Embrace the Chord [REMAKE]

Original version by Shanty Agatha

KOOKMIN

Cast

Jeon Jungkook

Park Jimin

BTS's Member

OC

Warning: GENDERSWITCH!

-HAPPY READING-


Luar biasa...

Bukan hanya ketampanannya saja yang mendominasi seluruh panggung, membuat seluruh perempuan yang berdiri di depan panggung, mayoritas utama penonton berteriak-teriak histeris di tengah hingar bingarnya musik.

Jimin bahkan tidak bisa menahan dirinya untuk tidak ternganga, karena ternyata kepandaian Jungkook bermain gitar tidak kalah dengan kehebatannya bermain biola. Jimin memang bukan ahlinya tentang permainan gitar, dia mungkin bisa menilai dengan mudah permainan piano atau biola seseorang, tetapi alat-alat musik di genre musik pop dan band sama sekali bukan keahliannya. Meskipun begitu Jimin bisa tahu bahwa permainan gitar Jungkook sangat bagus, lelaki itu memainkan musiknya dengan begitu mahir.

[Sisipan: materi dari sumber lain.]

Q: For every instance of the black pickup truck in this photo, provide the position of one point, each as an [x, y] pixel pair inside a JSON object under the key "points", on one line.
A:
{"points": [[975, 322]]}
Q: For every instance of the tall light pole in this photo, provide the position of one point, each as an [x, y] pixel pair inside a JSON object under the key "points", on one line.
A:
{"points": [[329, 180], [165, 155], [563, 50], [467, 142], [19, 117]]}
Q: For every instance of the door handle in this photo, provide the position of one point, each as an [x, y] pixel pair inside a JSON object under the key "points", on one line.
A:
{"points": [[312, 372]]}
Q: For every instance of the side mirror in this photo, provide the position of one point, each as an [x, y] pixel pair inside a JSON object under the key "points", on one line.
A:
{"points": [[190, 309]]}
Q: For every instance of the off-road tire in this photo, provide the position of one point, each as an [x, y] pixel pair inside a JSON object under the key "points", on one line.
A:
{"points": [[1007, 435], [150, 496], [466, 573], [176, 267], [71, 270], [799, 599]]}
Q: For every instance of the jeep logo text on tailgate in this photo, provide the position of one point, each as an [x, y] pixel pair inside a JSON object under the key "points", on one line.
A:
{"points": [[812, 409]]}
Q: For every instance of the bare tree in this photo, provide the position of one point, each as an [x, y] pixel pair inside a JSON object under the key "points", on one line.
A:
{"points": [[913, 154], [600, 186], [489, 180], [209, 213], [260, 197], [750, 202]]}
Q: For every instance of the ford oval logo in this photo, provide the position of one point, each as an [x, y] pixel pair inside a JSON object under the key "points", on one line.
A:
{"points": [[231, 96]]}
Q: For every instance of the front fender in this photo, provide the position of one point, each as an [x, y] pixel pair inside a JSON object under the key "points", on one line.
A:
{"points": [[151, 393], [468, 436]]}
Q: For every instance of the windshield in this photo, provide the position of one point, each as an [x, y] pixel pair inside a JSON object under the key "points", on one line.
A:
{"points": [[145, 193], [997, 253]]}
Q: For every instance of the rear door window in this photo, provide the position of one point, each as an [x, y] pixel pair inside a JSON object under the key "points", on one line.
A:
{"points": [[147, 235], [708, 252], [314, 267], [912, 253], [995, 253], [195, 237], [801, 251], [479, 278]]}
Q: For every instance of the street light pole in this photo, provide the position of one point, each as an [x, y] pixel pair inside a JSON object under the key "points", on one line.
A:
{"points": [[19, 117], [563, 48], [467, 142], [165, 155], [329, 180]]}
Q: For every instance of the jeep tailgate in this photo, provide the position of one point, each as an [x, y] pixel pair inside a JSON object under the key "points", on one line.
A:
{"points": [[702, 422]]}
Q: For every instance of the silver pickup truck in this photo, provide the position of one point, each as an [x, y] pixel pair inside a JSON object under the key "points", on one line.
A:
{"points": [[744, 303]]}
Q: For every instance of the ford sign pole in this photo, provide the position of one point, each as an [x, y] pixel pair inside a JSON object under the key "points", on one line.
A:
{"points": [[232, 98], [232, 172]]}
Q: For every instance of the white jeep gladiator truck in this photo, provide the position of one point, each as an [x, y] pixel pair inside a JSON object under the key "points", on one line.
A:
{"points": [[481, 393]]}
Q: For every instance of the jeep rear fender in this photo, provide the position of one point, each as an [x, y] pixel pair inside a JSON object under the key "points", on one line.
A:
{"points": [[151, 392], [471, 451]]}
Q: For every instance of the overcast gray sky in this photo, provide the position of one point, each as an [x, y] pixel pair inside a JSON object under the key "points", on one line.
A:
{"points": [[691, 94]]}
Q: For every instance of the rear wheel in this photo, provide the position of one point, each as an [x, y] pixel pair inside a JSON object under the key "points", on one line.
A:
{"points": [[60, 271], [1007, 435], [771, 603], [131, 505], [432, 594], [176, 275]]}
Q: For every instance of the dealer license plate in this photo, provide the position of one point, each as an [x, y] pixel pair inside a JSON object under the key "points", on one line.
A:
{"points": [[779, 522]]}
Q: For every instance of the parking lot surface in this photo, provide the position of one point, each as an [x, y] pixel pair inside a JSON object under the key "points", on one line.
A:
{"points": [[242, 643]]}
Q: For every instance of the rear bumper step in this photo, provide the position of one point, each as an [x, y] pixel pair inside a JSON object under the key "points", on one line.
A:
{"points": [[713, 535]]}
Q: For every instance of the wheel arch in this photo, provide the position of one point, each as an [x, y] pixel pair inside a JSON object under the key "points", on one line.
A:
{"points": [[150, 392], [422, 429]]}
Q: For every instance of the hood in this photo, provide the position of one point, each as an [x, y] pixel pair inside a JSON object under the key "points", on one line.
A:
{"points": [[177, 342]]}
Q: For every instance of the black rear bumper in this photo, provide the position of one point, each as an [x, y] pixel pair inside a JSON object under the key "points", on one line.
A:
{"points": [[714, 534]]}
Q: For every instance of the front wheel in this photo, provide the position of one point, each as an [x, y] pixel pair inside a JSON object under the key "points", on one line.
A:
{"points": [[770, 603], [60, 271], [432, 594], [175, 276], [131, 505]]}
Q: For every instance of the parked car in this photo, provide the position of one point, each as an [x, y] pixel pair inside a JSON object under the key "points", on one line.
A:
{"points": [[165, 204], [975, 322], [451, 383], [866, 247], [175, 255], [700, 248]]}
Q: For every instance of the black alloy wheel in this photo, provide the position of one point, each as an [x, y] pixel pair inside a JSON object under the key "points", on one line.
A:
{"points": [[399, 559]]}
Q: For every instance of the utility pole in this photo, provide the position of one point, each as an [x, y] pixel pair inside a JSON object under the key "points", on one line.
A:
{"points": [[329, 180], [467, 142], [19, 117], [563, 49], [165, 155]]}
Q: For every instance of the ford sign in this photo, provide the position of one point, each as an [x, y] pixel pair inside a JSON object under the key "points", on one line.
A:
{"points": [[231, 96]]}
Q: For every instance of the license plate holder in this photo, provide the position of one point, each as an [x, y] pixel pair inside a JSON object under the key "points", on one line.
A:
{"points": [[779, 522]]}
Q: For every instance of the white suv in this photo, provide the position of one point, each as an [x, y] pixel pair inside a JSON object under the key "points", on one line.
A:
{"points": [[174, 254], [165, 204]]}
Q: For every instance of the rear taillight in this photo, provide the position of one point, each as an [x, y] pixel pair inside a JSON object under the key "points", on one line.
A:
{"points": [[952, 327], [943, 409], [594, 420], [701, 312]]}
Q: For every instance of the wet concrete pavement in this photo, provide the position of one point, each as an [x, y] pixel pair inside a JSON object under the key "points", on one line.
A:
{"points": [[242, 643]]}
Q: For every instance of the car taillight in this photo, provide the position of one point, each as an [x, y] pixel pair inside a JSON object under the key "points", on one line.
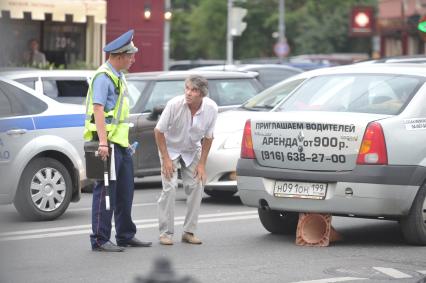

Lama kemudian Jimin terlarut dalam hingar bingarnya suasana, band terus memainkan musik yang penuh energi, membawa penonton ke dalam suasananya dan semuanya terhipnotis dengan kemampuan bermain gitar Jungkook yang berpadu dengan suara vokal Jihoon yang merdu.

Luar biasa... Jimin tidak menyadari bahwa musik dengan aliran lain bisa seindah ini, dia selalu menganggap bahwa musik klasik adalah yang terindah... ternyata musik aliran lain, kalau dimainkan dengan sepenuh hati, akan menciptakan nada yang sama indahnya.

Lamunan Jimin tersentak oleh gemuruh tepuk tangan yang membahana, semua penonton berteriak-teriak histeris di bawah panggung, dan dilihatnya Jungkook dan rekan band-nya membungkukkan badan kepada seluruh penonton, membuat mereka semua semakin histeris.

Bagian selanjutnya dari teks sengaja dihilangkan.